Phenotyping of T cell clones
Cells were phenotyped using a standard direct immunofluorescent technique (25) and analyzed with a FACscan (Becton Dickinson). mAbs used for staining were as follows: anti-TCRαβ (FITC-T10B9.1A-31), anti-TCRγ/δ (PE-B1.1), anti-CD4 (PE-RPA-T4), anti-CD8 (FITC-HIT8a), anti-CD28 (PE-CD28.2), anti-CD27 (PE-M-T271), anti-CD57 (FITC-NK-1) (all PharMingen), anti CD45RB (FITC-PD7/26) (DAKO, Glostrup, Denmark). Anti-CCR3 (7B11) was kindly provided from Dr. Walter Newman and Dr. Paul Ponath (LeukoSite, Cambridge, MA).
HLA-DR typing
DNA was prepared from T cell clones using GenomicPrep Blood DNA Isolation Kit (Pharmacia Biotech, Piscataway, NJ). The samples were kindly analyzed by Hanne Akselsen at the Institute of Transplantation Immunology, the National Hospital, Norway, with Amplicore HLA DRB Typing Kit (Dynal, Oslo, Norway) and further subtyped with Dynal DRB1–04 SSP.

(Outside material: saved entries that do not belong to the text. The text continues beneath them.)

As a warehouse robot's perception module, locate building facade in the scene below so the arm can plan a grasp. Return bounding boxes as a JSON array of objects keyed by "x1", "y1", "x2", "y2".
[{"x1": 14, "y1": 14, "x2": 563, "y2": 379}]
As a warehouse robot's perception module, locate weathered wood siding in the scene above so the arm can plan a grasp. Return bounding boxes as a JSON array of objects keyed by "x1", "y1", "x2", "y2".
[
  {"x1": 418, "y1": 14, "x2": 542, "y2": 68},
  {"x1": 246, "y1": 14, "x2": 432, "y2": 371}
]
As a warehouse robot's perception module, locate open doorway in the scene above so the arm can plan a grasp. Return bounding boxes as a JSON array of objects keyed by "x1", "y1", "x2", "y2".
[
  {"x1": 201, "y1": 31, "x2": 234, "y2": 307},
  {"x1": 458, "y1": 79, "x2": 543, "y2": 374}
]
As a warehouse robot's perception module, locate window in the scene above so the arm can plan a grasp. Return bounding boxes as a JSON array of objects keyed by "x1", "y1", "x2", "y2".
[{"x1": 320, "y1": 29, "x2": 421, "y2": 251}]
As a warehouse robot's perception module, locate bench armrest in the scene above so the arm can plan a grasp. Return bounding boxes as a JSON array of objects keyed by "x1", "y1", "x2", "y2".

Measurements of cytokine levels
The capacity of T cell clones to produce IL-17 was measured in a bioassay using IL-6 production from synoviocytes. To isolate synoviocytes, synovium pieces obtained from patients with RA were digested as described above under preparation of mononuclear cells. After centrifugation, cells were suspended in complete medium and cultured in 100-mm culture petri dishes. After 48 h, nonadherent cells were removed. Adherent cells were cultured in complete medium and at confluence were trypsinized and passaged in 150-cm2 culture flasks. Synoviocytes were used between passage 3 and 8. At this time, they appeared to be a homogenous population of fibroblast-like cells, negative for the expression of CD1, CD3, CD19, CD14, and HLA-DR, and positive for the expression of CD10, CD44, and CD54 as determined by FACS analysis, using FITC-conjugated mAbs from Becton Dickinson.
Synoviocytes (104 cells/well) were incubated in 96-well plates (Nunc) in a final volume of 200 μl of a-MEM (Life Technologies) with 2 mM l-glutamine, 100 U/ml penicillin, 50 mg/ml gentamicin, 20 mM HEPES buffer, and 2% Ultroser (Life Technologies). Samples were preincubated at 37°C for 30 min with 1 μg/ml of anti-IL-17 mAb5 (Schering-Plough Research Institute, Kenilworth, NJ). Following the preincubation step, IL-17 (50 ng/ml) or 1:2 dilution T cell supernatant (with or without anti-IL-17) was added at the onset of the culture for a 12-h incubation. Plates were washed before addition of fresh medium. Supernatants were collected after 48 h and stored at −20°C until cytokine assays.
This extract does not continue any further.